The next day, Calia speaks for the first time: “Fly God says the time has come. Yours. The time to die.” She was not drawing butterflies, but flies—and they come to life. A swarm invades the house, covers the father, enters his mouth, and renders him powerless, reduced to a nearly inert figure, just another piece of furniture. Casandra takes his keys, and at last they leave the house.
Years later, the father works cleaning excrement at a zoo, forever haunted by flies. The children make a pact with the insects. Casandra continues to love her bridge, and the flies sing her a romantic song while the world slowly rots around them.
RELEVANT INFORMATION: Elaine Vilar Madruga is a Cuban writer, poet, and playwright considered one of the most important voices in contemporary Latin American literature.
Her work, marked by a critical gaze on contemporary social and political realities, moves between horror, speculative erotica, science fiction, and magical realism, addressing themes such as violence, motherhood, the female body, and structures of power. She has received several awards, including the Premio Pinos Nuevos (2013), the Nollegiu Award for Best Novel in Spanish (2023), and the Premio 42 for Best Work in Spanish.
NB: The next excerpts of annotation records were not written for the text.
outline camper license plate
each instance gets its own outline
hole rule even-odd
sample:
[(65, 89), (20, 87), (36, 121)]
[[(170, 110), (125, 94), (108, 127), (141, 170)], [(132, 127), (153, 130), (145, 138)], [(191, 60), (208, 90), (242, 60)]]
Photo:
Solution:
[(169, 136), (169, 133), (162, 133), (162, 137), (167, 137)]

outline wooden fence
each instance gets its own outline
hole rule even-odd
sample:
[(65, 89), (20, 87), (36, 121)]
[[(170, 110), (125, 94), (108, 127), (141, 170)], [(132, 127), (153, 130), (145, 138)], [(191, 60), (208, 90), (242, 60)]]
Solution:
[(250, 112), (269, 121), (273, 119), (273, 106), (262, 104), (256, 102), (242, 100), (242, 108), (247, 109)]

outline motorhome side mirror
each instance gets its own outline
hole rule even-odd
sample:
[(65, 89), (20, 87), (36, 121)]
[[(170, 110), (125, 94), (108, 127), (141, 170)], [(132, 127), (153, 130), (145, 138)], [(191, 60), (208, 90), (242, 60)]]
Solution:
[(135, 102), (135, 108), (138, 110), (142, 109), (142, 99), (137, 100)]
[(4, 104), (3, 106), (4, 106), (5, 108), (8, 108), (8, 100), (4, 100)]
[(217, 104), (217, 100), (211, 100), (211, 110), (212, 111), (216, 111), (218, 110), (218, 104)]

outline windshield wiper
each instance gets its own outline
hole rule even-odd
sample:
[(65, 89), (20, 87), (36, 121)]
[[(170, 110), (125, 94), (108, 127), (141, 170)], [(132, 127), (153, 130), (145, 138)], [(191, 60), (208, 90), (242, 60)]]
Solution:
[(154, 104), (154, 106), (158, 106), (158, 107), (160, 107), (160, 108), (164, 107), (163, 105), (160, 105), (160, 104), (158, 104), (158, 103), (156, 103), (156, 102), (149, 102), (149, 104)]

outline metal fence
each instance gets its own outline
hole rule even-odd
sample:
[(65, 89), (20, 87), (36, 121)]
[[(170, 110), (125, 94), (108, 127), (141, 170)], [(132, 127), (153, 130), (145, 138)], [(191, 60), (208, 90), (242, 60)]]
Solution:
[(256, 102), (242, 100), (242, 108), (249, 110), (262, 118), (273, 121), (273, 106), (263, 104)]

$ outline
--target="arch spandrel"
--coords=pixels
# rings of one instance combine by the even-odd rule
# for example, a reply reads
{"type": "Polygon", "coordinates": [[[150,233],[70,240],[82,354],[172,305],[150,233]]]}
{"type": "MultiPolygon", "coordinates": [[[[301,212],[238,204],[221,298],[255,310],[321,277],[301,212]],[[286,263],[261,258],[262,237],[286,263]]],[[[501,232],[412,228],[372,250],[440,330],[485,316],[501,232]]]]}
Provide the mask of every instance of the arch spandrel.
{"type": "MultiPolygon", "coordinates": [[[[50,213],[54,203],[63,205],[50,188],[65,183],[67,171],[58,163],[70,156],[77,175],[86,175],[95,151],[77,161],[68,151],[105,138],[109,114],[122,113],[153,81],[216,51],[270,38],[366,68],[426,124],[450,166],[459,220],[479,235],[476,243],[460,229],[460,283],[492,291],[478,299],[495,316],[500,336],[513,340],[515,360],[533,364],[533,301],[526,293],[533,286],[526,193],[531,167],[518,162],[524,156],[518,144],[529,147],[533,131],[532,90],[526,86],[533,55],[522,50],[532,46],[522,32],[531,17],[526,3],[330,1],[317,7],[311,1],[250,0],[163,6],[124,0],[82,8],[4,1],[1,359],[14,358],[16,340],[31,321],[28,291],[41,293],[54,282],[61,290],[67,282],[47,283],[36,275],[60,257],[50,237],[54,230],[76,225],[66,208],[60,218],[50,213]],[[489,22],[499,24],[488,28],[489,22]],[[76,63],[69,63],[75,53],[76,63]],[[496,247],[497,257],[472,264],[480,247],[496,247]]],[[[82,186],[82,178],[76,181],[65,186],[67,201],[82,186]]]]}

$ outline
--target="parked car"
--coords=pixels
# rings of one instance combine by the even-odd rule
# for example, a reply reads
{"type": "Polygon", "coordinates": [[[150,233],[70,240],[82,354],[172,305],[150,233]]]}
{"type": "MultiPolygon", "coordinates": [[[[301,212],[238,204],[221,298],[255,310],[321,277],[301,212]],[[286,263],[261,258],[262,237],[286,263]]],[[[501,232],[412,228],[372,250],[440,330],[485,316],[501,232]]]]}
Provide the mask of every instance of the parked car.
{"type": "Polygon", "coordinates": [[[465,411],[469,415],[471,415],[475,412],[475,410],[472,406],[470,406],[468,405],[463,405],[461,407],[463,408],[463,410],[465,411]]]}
The Tyranny of Flies, winner of the Premio Cálamo for Best Book of the Year, is a suffocating and fierce exploration of inherited trauma and the reproduction of dictatorship in the most intimate space: the family. Its audiovisual potential is enormous. The confined structure (a house, a summer, a family) makes it ideal for a film with a claustrophobic atmosphere bordering on psychological horror. The perpetual heat, the sweat, the decay of Caleb’s puzzle, and the relentless advance of the flies create a visually rich universe.
Critical acclaim:
“A provocative and necessary novel.” — Libros por Doquier
“A brilliant novel.” — Más Leer
“Brilliant and fierce.” — eldiario.es
The Tyranny of Flies “is a philosophy of life.” — Killed by Trend
“A dark and sensual fable. I wish I had read it when I was younger.” — Cristina Morales
AUDIOVISUAL POTENTIAL: TV Series, Miniseries, Film, TV Film.
AVAILABLE LANGUAGES: Spanish, English, Portuguese, Italian, Russian.